Table 2 List of functional traits (from41,55). The abbreviations mentioned in the quantification of functional traits refer to the ecomorphological features used and are presented in Supplementary Information Fig. S2.

Data analysis

To identify the functional profiles (i.e. combinations of trait values) differing between the two fractions of individuals (caught and escaped), we performed a Principal Component Analysis (PCA) on the species-traits matrix. For a given species, we considered individuals from the codend (caught individuals) and the cover (escapees) as two distinct species matrices and we calculated the average trait value per species and per fraction. To objectively cluster species into groups, we used the K-means partitioning method on the coordinates of the species on the 8th first principal components (8 being the minimal number of components required, in our case, so that the quality of representation of each species on the PCA, i.e. cos2, is equal or superior to 0.8). Then we used the Silhouette index to determine the optimal number of clusters. Finally, we used the catdes function (FactoMineR package) to identify which (levels or modalities) of traits are significantly associated with each cluster. This function is based on the v-test that tests whether the mean value of a group of observations (i.e. species) for a given variable (e.g. a functional trait) significantly differs from the mean value of the whole population, all groups considered56. In a second step, we sought to identify the traits that differed between caught and escaped individuals. To that end, we tested for a significant difference in the measured functional traits between caught and escaped individuals, using a Linear Mixed-effects Model. In the models, the trait values were the response variable, the fraction (“codend” or “cover”) was the fixed effect and the species was integrated as a random effect because trait values of individuals of the same species in a given fraction are susceptible to be clustered. To remove a potential bias in the functional characterization of cephalopods due to the use of traits primarily designed for fishes, we also ran the models on fish individuals only.
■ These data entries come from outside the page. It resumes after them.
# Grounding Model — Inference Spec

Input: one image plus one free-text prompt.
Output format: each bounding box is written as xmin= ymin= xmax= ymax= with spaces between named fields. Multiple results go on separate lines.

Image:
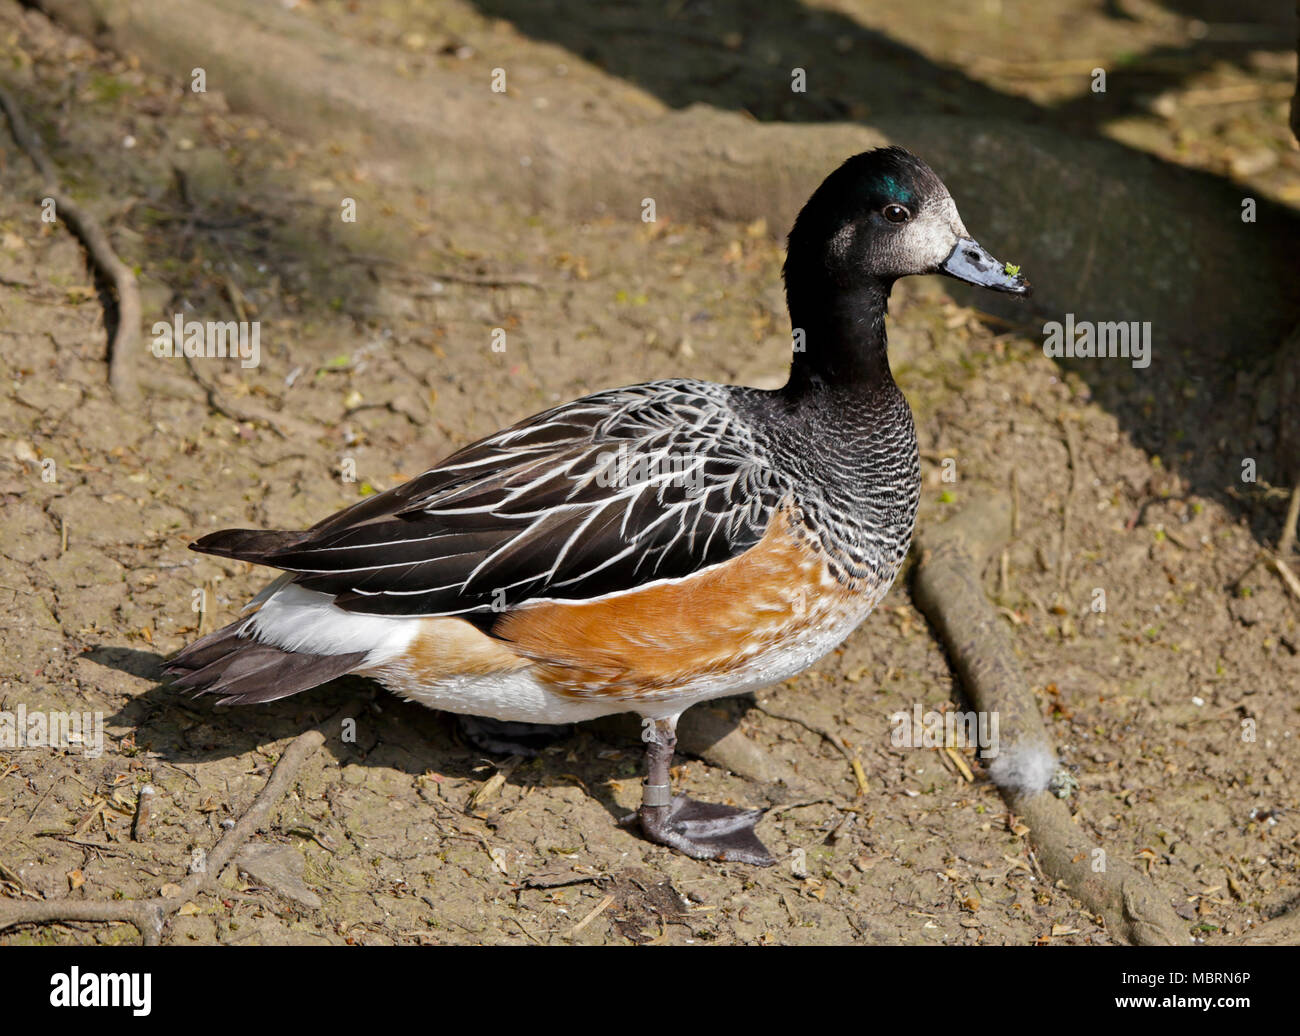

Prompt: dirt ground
xmin=0 ymin=0 xmax=1297 ymax=945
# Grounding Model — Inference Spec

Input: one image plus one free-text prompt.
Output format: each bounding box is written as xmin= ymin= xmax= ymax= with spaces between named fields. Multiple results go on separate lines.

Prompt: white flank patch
xmin=245 ymin=582 xmax=416 ymax=664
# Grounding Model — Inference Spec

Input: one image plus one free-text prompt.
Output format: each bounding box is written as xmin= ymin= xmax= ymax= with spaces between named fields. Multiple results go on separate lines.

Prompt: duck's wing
xmin=192 ymin=381 xmax=789 ymax=617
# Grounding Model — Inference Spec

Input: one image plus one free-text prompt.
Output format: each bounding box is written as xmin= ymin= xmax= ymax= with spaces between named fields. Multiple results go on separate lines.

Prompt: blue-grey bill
xmin=940 ymin=239 xmax=1031 ymax=296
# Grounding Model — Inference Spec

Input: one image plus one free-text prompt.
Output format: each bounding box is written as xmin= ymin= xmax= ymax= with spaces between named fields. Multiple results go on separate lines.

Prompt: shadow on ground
xmin=86 ymin=646 xmax=750 ymax=829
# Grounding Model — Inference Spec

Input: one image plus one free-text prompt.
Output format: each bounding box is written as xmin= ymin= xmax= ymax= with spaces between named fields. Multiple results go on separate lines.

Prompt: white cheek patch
xmin=908 ymin=194 xmax=966 ymax=271
xmin=937 ymin=194 xmax=968 ymax=238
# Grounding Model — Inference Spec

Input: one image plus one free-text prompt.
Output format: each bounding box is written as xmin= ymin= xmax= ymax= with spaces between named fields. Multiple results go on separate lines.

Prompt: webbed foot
xmin=638 ymin=794 xmax=773 ymax=866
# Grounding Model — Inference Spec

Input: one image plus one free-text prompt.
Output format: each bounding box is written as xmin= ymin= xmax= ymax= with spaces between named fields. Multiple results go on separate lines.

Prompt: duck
xmin=166 ymin=146 xmax=1030 ymax=866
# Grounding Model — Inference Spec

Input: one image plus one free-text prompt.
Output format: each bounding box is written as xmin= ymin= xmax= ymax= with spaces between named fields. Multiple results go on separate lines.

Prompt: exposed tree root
xmin=0 ymin=81 xmax=141 ymax=403
xmin=1271 ymin=315 xmax=1300 ymax=581
xmin=1229 ymin=905 xmax=1300 ymax=945
xmin=912 ymin=494 xmax=1187 ymax=945
xmin=0 ymin=703 xmax=356 ymax=944
xmin=1278 ymin=482 xmax=1299 ymax=560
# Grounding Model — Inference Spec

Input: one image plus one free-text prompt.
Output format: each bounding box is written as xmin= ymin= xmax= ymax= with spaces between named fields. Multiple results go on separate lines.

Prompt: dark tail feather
xmin=164 ymin=620 xmax=366 ymax=705
xmin=190 ymin=528 xmax=302 ymax=564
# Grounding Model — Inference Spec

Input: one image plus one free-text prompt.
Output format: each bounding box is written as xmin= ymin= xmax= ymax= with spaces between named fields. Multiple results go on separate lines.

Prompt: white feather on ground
xmin=987 ymin=743 xmax=1058 ymax=795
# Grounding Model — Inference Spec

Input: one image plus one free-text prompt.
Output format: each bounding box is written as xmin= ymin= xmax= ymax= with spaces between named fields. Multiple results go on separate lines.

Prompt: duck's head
xmin=785 ymin=146 xmax=1031 ymax=301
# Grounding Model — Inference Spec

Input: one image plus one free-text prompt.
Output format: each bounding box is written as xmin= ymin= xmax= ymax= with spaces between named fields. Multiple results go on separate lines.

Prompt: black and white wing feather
xmin=193 ymin=381 xmax=789 ymax=617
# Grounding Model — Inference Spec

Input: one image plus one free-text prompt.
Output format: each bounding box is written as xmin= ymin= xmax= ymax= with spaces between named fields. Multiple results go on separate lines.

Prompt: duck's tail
xmin=164 ymin=619 xmax=366 ymax=706
xmin=189 ymin=528 xmax=301 ymax=565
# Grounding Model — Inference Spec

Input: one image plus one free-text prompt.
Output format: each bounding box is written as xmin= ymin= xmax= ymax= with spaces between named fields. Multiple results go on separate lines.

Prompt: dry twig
xmin=183 ymin=354 xmax=289 ymax=440
xmin=0 ymin=703 xmax=359 ymax=943
xmin=1057 ymin=418 xmax=1081 ymax=592
xmin=1277 ymin=481 xmax=1299 ymax=560
xmin=0 ymin=81 xmax=141 ymax=402
xmin=753 ymin=700 xmax=868 ymax=795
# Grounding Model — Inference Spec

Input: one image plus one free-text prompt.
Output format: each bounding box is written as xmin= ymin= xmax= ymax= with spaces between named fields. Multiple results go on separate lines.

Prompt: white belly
xmin=367 ymin=665 xmax=619 ymax=724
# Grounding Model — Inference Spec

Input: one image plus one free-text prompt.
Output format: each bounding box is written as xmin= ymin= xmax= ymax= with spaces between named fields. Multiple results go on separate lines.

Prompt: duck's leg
xmin=635 ymin=714 xmax=774 ymax=866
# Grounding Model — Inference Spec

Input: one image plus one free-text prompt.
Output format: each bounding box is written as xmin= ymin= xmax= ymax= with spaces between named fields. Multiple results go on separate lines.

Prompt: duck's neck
xmin=782 ymin=277 xmax=895 ymax=398
xmin=741 ymin=272 xmax=918 ymax=587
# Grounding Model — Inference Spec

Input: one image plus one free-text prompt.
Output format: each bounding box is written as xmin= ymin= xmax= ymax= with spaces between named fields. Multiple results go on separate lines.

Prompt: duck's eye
xmin=882 ymin=203 xmax=911 ymax=224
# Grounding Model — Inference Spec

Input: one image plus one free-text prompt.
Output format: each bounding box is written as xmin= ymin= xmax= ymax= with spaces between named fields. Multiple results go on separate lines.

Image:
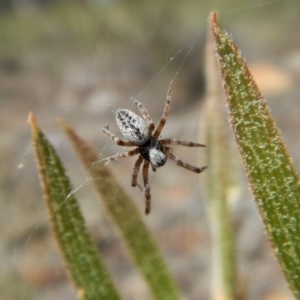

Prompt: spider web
xmin=60 ymin=0 xmax=297 ymax=217
xmin=5 ymin=0 xmax=300 ymax=298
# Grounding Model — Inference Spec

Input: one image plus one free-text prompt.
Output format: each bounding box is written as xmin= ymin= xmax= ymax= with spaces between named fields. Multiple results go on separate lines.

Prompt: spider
xmin=99 ymin=80 xmax=207 ymax=215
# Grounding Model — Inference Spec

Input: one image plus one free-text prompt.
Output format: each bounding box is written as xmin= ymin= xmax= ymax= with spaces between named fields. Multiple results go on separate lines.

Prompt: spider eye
xmin=116 ymin=109 xmax=149 ymax=145
xmin=149 ymin=148 xmax=167 ymax=167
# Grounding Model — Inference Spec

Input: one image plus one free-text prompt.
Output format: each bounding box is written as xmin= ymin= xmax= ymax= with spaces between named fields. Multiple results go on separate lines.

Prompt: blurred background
xmin=1 ymin=0 xmax=300 ymax=299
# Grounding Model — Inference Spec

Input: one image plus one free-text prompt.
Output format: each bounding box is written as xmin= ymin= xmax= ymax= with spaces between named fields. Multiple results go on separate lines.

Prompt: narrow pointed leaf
xmin=211 ymin=13 xmax=300 ymax=298
xmin=59 ymin=119 xmax=180 ymax=300
xmin=29 ymin=113 xmax=120 ymax=300
xmin=202 ymin=27 xmax=236 ymax=300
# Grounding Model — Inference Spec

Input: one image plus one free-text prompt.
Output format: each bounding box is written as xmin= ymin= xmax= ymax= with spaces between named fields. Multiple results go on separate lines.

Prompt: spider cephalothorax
xmin=139 ymin=137 xmax=167 ymax=167
xmin=99 ymin=81 xmax=207 ymax=215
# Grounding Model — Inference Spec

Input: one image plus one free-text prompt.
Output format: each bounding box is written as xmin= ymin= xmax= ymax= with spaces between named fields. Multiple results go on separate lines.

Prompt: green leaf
xmin=29 ymin=113 xmax=120 ymax=300
xmin=59 ymin=119 xmax=181 ymax=300
xmin=211 ymin=12 xmax=300 ymax=298
xmin=202 ymin=27 xmax=237 ymax=300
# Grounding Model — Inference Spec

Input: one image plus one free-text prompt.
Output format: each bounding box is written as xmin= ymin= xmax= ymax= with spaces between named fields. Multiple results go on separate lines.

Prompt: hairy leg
xmin=166 ymin=147 xmax=207 ymax=173
xmin=131 ymin=155 xmax=144 ymax=187
xmin=153 ymin=80 xmax=173 ymax=138
xmin=96 ymin=148 xmax=139 ymax=165
xmin=160 ymin=138 xmax=206 ymax=147
xmin=103 ymin=125 xmax=136 ymax=146
xmin=142 ymin=160 xmax=151 ymax=215
xmin=131 ymin=98 xmax=155 ymax=134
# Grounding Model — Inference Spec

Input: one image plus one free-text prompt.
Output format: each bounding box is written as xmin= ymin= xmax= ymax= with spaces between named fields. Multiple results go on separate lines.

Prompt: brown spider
xmin=99 ymin=81 xmax=207 ymax=214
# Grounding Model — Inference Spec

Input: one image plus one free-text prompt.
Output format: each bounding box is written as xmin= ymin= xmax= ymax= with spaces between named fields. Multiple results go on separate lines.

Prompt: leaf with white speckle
xmin=211 ymin=12 xmax=300 ymax=298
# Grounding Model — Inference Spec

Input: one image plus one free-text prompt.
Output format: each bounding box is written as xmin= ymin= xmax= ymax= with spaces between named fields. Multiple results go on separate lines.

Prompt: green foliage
xmin=202 ymin=28 xmax=237 ymax=300
xmin=30 ymin=113 xmax=180 ymax=300
xmin=30 ymin=113 xmax=120 ymax=300
xmin=59 ymin=120 xmax=180 ymax=300
xmin=211 ymin=12 xmax=300 ymax=298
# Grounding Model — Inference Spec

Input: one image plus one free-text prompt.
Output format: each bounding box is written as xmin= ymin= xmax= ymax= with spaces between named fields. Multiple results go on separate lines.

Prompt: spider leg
xmin=142 ymin=160 xmax=151 ymax=215
xmin=131 ymin=97 xmax=155 ymax=135
xmin=160 ymin=138 xmax=206 ymax=147
xmin=96 ymin=148 xmax=139 ymax=165
xmin=131 ymin=155 xmax=144 ymax=187
xmin=153 ymin=80 xmax=173 ymax=138
xmin=165 ymin=147 xmax=207 ymax=173
xmin=103 ymin=125 xmax=136 ymax=147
The sampling strategy aimed at looking into individual variability, therefore randomness arising from the different hauls was not considered here. The tests were performed with the lmer function (lme4 package). We further illustrated the comparison of mean trait values between fractions with boxplots. All analyses were performed under R (version 3.3.357) using FactoMineR58, ggplot259, ggsignif60, ggpubr61, cluster62, lme463 and vegan64 packages.